One indie game that is probably unnoticed is Richard & Alice. It’s finally coming to Steam after almost a year. This game has really simple graphics, but most people that have played it have stated that it’s actually a very touching and sad story about two people trying to survive the end of the world. You can try the demo on the developer’s website if you’d like. I am somewhat curious where the story will go, and I’ll buy it eventually.
Steam is now Greenlighting games so fast that I wonder if they are now approving games faster than people can submit them. Then again, most of the current indie games (the really bad ones imported from the saturated mobile market) are bypassing Greenlight completely by using a backdoor method.
The most recent list includes several games that have been waiting for almost two years, such as The Oil Blue. Believe it or not, David Galindo–the developer that made The Oil Blue–later created Cook, Serve, Delicious!, a major indie hit. Even more ironic, the developer had formally announced that he was going to remove The Oil Blue from Greenlight at the end of April because he figured it would never be approved and the game used outdated technology anyway. Now that it’s been approved, it’s hard to say if this is a cynical or delightful turn of events. David needs to port it to a new game engine and do a large number of improvements, effectively meaning that he must reprogram the game all over again. But he’s going to do it!
I think the takeaway here is that indie developers need to keep faith and keep trying. It’s got to be brutal to be an indie game maker, and I feel bad for the ones that are struggling. However, I think that developers would benefit from showing their game to other indie developers for feedback and constructive criticism. The Oil Blue may not be a bad game, but it’s very hard to tell what’s going on unless somebody is narrating the action. One cardinal rule about video games is: “Gamers won’t buy (or vote for) games if they can’t understand them.”
Two ancient MMOs have been resurrected on Greenlight: Ultima Online and Dark Age of Camelot. They were almost immediately Greenlit, so I don’t know why they weren’t just approved flat-out in the first place. More importantly, I’m still confused who really wants to play these games anymore other than nostalgia. Both games are also going to have monthly subscription fees, and I suspect this is going to change several months down the road.

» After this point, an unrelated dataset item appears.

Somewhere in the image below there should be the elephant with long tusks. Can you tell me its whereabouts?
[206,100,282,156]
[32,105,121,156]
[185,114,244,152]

Finally, I saved the best for last. The Old City is on Kickstarter and it may not get funded, but it got Greenlit and that makes me happy. The Old City is a so-called “walking simulator” game. I’m going to say this very clearly and without any sarcasm: I can’t get enough of those games. I want more Dear Esthers and Gone Homes. I like them so much that I think that the tag “walking simulator” needs to change. They need a sexy new name, like “explore porn.” No, wait… I’m going to call them “anti-platformers” because none of them have a jump button.
I’m not exactly sure why, but there’s already some fear and negativity about Wolfenstein: The New Order despite that it hasn’t shipped yet and all reviewers are likely under an embargo. With all that I’ve seen, my guess is that this game is not going to be all that bad.
Bethesda has been very careful with this game. First of all, playable demos have been made available for some time to game critics and many have given favorable first looks, other than Total Biscuit. Keep in mind that absolutely no game is ever so great that nobody will complain about it, and Half-Life 2 is a perfect example of that. Also, they are now livestreaming play videos of the game, and by the time the game launches, the game will have a total of 90 minutes of uninterrupted gameplay available.
There’s also a list of features that I find positive about the new Wolfenstein: I never saw any QTE prompts in any of the trailers or streamed video. I.e., there’s no “Press X To Not Die.” Second, your health doesn’t regenerate except to make your health an easy to read number. You need to find health kits and armor for the rest. Third, the game lets you decide if you want to go a stealth assassination or guns blazing play, and you can mix it up. And finally, I like how you can pick up a mounted machine gun and carry it around, but in Wolfenstein you can put it back on the mount again later. I think it may even reload all the ammo and turn it back into an infinite ammunition weapon again.
One last thing. Some folks on the Internet are furious that the game isn’t going to have multiplayer. I need to point out that many games have put out a terrible or flat-out idiotic multiplayer mode, because the game wasn’t really designed for it but the publisher insisted on it. The best example of this is Spec Ops: The Line. The game had a brilliant single player campaign, but the publisher wanted a PvP mode anyway. It’s so odd because the campaign made war look really terrible and Captain Walker ended up a broken man. But PvP is all about making war and killing very fun and exciting, and it completely contradicted the game’s message.